Predictors of COVID-19 Vaccine Intention: Evidence from Chile, Mexico, and Colombia

Salazar Fernandez, Camila
Jose Baeza Rivera, Maria
Villanueva, Marcoantonio
Padilla Bautista, Joaquin Alberto
Navarro, Regina M.
Pino, Mariana
Datos de publicación:
(1) Background: Although the evidence is consistent that vaccines for COVID-19 effectively prevent severe illness or death, the rapid development of vaccines has led to increased beliefs about possible negative consequences and conspiracy theories about the vaccine. Several factors influence whether or not people decide to be vaccinated.
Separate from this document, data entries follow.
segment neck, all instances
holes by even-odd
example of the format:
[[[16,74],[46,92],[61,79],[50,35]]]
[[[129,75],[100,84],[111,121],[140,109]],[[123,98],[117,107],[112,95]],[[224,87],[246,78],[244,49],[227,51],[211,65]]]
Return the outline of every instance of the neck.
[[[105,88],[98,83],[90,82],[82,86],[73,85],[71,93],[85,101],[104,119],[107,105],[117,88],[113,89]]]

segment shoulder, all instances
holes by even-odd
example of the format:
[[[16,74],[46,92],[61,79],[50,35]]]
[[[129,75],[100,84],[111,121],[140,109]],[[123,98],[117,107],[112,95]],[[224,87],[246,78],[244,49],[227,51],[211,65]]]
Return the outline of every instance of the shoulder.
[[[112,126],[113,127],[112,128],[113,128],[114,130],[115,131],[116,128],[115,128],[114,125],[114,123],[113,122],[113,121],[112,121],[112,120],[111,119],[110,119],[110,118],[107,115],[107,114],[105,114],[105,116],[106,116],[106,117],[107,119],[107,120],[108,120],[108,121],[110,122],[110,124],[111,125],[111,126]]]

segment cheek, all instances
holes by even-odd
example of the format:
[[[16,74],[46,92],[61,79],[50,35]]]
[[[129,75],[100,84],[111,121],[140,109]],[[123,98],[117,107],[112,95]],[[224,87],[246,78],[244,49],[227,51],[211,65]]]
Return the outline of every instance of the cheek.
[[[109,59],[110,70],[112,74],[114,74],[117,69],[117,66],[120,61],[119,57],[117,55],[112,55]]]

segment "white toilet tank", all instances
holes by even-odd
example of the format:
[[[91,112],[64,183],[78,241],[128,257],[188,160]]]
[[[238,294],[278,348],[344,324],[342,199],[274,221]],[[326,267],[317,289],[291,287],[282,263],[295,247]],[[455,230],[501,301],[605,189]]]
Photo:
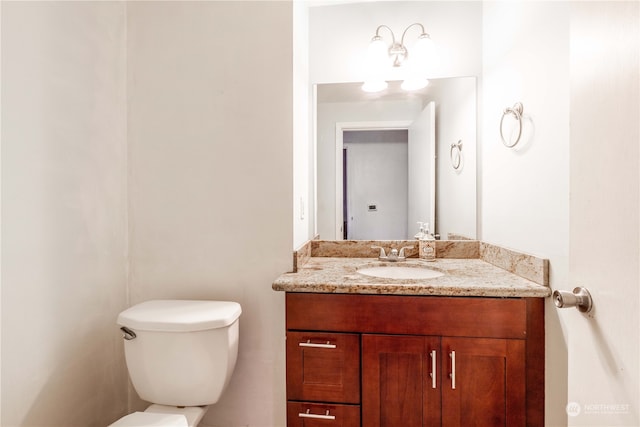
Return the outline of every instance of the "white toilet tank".
[[[170,406],[217,402],[236,365],[241,312],[230,301],[154,300],[120,313],[140,398]]]

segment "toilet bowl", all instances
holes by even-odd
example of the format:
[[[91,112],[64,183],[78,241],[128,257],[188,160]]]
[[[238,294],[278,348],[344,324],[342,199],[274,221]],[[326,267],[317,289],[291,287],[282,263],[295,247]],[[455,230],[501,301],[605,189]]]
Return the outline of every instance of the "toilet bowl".
[[[129,377],[151,406],[109,427],[196,427],[235,369],[241,313],[236,302],[195,300],[147,301],[120,313]]]

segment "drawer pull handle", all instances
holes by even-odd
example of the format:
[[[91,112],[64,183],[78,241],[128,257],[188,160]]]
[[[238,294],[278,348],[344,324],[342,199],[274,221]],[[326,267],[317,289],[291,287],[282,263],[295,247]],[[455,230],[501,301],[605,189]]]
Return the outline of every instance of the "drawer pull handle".
[[[449,356],[451,356],[451,373],[449,374],[449,376],[451,377],[451,389],[455,390],[456,389],[456,352],[452,351],[451,353],[449,353]]]
[[[316,420],[335,420],[336,419],[335,415],[329,415],[328,409],[324,415],[310,414],[309,412],[311,412],[311,409],[307,409],[307,412],[300,412],[298,416],[300,418],[315,418]]]
[[[331,344],[327,341],[326,344],[313,343],[311,340],[307,340],[307,342],[298,343],[300,347],[311,347],[311,348],[336,348],[335,344]]]
[[[436,388],[437,385],[437,381],[436,381],[436,367],[437,367],[437,363],[436,363],[436,351],[435,350],[431,350],[431,373],[429,374],[429,376],[431,376],[431,388]]]

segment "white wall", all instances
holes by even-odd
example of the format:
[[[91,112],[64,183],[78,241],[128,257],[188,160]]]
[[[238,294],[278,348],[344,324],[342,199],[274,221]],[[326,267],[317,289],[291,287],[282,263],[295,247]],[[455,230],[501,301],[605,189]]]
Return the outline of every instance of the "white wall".
[[[238,365],[206,426],[285,425],[292,6],[128,4],[131,302],[238,301]]]
[[[126,410],[125,6],[2,4],[2,420]]]
[[[445,79],[429,94],[436,104],[436,231],[442,239],[449,233],[477,236],[476,81]],[[454,169],[451,144],[458,141],[462,141],[461,160]]]
[[[551,286],[566,288],[569,4],[486,2],[483,29],[480,235],[483,241],[548,258]],[[503,110],[515,102],[524,105],[523,136],[508,149],[499,124]],[[550,300],[546,312],[546,424],[562,426],[567,350]]]
[[[309,79],[311,83],[364,80],[363,60],[379,25],[399,39],[404,29],[422,23],[435,42],[440,64],[429,78],[473,76],[482,64],[482,4],[457,1],[362,2],[309,10]],[[384,30],[383,30],[384,31]],[[390,40],[388,32],[381,33]],[[416,28],[406,40],[417,38]],[[401,80],[393,71],[392,80]]]
[[[315,219],[315,138],[309,84],[309,9],[293,2],[293,248],[313,238]]]
[[[390,26],[396,36],[414,22],[421,22],[439,46],[441,63],[431,78],[476,76],[482,70],[482,4],[480,2],[368,2],[309,8],[309,83],[362,81],[362,59],[376,28]],[[412,30],[414,31],[414,30]],[[408,37],[412,33],[409,33]],[[417,35],[416,35],[417,36]],[[388,34],[385,34],[388,37]],[[392,79],[398,76],[390,75]],[[400,107],[400,103],[397,103]],[[396,110],[379,119],[341,118],[338,105],[318,108],[317,129],[317,232],[321,238],[335,235],[335,131],[325,115],[337,121],[405,120]],[[379,107],[363,103],[361,108]],[[364,110],[361,110],[364,111]],[[416,110],[416,113],[419,110]],[[333,120],[334,122],[336,120]],[[468,152],[472,151],[470,146]],[[297,205],[294,200],[294,207]],[[326,219],[331,222],[328,222]],[[416,226],[417,227],[417,226]],[[309,238],[312,237],[311,235]]]
[[[571,5],[571,426],[640,425],[640,3]],[[588,372],[588,375],[584,373]],[[578,412],[579,411],[579,412]]]

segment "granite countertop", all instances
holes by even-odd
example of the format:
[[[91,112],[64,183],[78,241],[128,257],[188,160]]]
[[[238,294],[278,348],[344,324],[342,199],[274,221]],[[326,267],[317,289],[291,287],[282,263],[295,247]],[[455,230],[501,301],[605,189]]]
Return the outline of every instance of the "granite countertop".
[[[384,279],[357,273],[370,266],[424,266],[444,273],[432,279]],[[401,263],[375,258],[311,257],[296,273],[285,273],[272,285],[276,291],[384,295],[538,297],[551,295],[548,286],[524,279],[481,259],[409,259]]]

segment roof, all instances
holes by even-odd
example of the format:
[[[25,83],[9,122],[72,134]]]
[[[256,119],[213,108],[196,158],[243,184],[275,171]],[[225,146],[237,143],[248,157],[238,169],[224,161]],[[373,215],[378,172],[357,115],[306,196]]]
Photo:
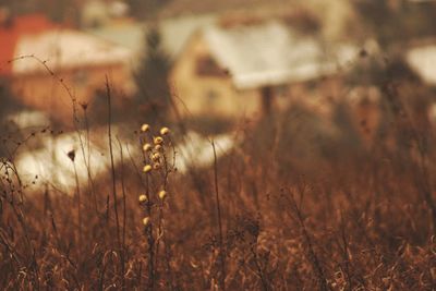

Some studies suggest that our perception of what significant others do and think influences our behavior. (2) Methods: This study evaluates the predictive role of beliefs about negative consequences of the COVID-19 vaccine, conspiracy beliefs about this vaccine, and social influence on the intention to vaccinate against COVID-19 in three Latin American and Caribbean countries: Chile, Mexico, and Colombia. Using convenience sampling, 2075 adults from Chile (48.3%), Mexico (27.6%), and Colombia (24.6%) participated by answering an online questionnaire with variables of interest. (3) Results: Despite the differences between countries, the results showed that the proposed model is invariant and explains between 56-66% of the COVID19 vaccination intent. Specifically, controlling for age, socioeconomic status, political orientation, and educational level, we found that beliefs about the negative consequences of the COVID-19 vaccine were the main predictor followed by social influence. Beliefs in conspiracy theories did not predict vaccination intention (4) Conclusions: Considering these variables in campaigns to boost vaccination intention is discussed.